Like all working moms right now, the mental load that comes from taking on the disproportionate amount of childcare and household responsibilities is now exacerbated. I am doing my full-time paid job while teaching my kids for hours a day, doing dishes and cleaning and doing laundry more than seems reasonable for a family of four, and checking in on family and friends’ physical and emotional health, all while managing the stress and anxiety of the short and long-term future of my reality. Sound familiar, CTC readers? Except instead of keeping track of permission slips and doctor’s appointments and teacher conferences, now the mental list reads something like:

  1. Move my morning meeting an hour back so my five-year old can Zoom with her class

  2. Make sure to check in with my eight-year old because she mentioned off-handedly last night she is worried Pop will get sick

  3. FaceTime my 69-year old mom because she texted me last night that she would like to…and she never does that

  4. Plunge the toilet that now is getting used so much more we may need a new one

  5. Email and schedule meetings with my students who I know are not safe in their home environments

Even a partner who takes the breakfast and lunch shifts and empties the dishwasher does not ease the mental load. The emotional labor of motherhood is always added on top of the physical, unpaid labor. But, at a time where up feels down and right feels left, for me, and I imagine many other mothers right now, the mental load feels all the heavier. And mothers’ mental loads are all different, some weightier than others’. My warrior, goddess mother-of-two friend Kate is running the COVID-19 unit at her hospital; her list is heavy. Did I mention that around the world, 70% of health care workers are women? My single mom, principal, soul sister Erica is figuring out how her middle school teachers and students can get the access they need to finish their school year, while her first-year college son is unexpectedly home; her list is heavy. 
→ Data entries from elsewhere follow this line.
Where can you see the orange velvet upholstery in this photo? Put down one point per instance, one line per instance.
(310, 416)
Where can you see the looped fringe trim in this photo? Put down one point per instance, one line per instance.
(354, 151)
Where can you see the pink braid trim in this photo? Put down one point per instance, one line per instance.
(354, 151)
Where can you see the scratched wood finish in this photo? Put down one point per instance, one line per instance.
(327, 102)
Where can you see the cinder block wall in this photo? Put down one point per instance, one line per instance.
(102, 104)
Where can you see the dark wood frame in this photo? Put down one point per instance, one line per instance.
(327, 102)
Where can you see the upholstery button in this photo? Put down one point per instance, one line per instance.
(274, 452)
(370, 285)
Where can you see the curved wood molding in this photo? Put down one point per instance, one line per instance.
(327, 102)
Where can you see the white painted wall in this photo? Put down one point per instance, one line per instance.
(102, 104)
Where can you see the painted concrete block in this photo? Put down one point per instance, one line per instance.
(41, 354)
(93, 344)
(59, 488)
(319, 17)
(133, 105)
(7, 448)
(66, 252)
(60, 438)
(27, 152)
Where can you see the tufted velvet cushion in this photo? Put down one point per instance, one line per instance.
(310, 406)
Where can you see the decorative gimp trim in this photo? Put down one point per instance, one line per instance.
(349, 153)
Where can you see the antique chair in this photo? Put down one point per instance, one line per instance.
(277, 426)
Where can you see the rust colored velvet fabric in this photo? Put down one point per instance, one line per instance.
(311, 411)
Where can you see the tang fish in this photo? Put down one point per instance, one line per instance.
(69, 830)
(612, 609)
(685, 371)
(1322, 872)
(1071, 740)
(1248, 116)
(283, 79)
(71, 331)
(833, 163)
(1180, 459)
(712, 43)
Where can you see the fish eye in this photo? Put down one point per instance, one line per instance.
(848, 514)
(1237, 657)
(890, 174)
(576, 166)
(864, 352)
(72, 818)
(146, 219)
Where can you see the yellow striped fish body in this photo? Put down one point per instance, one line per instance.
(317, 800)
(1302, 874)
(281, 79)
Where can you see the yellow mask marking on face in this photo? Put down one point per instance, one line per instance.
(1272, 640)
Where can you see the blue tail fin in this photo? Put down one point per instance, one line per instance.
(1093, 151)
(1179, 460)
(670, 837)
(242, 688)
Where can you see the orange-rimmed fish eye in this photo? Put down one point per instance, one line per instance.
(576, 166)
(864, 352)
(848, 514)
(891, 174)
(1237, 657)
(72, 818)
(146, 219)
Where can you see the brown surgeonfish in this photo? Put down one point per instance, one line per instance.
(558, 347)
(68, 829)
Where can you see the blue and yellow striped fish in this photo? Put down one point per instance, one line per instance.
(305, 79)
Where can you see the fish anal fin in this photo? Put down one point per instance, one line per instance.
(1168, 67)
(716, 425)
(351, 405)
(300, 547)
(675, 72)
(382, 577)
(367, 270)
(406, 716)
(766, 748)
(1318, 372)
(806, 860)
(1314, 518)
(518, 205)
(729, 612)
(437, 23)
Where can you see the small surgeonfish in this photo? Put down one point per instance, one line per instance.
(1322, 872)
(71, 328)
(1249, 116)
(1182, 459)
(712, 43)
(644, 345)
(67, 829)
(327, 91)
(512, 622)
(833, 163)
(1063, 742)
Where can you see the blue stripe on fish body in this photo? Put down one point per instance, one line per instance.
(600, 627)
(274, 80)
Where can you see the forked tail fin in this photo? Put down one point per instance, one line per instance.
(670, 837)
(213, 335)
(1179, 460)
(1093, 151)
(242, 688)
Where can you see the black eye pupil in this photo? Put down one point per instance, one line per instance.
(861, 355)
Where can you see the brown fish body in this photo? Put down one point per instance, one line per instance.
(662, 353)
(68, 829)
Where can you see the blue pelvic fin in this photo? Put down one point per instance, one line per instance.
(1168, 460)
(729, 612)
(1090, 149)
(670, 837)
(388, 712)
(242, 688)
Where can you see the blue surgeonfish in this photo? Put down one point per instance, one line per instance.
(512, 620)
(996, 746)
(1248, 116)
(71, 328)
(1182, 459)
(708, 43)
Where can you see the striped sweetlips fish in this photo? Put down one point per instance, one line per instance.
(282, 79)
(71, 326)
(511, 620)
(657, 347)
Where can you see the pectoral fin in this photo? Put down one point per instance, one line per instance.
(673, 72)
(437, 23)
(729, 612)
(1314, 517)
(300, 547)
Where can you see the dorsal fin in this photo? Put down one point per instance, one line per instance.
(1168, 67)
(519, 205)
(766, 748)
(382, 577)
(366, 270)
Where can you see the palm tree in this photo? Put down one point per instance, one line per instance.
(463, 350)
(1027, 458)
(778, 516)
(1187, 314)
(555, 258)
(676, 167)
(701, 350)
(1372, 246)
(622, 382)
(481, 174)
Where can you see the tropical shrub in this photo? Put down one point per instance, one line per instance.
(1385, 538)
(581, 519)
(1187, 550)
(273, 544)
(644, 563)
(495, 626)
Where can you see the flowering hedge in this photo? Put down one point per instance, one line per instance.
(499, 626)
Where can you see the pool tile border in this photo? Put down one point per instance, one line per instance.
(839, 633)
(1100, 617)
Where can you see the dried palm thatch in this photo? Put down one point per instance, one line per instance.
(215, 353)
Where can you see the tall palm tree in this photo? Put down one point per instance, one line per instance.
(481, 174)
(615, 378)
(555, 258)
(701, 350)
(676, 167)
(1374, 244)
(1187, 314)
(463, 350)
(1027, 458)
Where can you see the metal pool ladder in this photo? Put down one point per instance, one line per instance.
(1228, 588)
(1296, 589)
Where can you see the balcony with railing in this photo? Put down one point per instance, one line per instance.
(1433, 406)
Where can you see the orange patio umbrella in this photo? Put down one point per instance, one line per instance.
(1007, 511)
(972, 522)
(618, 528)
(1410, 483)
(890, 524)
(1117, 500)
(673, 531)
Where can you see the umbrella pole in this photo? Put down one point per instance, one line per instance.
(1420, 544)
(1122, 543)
Journalist Eve Rodsky put it well when she said, “Imagine a giant social experiment where all the undervalued and underpaid women required to get through your day went missing—teachers, housekeepers, babysitters, grandmothers, nannies, home-care aids, you name it…Except that ‘experiment’ is reality now.” But, really, that “experiment” is simply the reality of motherhood, and womanhood, in the United States. These women’s paid and unpaid labor keep the economy afloat, keep the metaphorical trains running, and keep us safe, with little to no recognition. Right now, while we are all literally in the pandemic at the same time, we also need to remember that some need more financial and physical support than others…and more vodka and ice cream.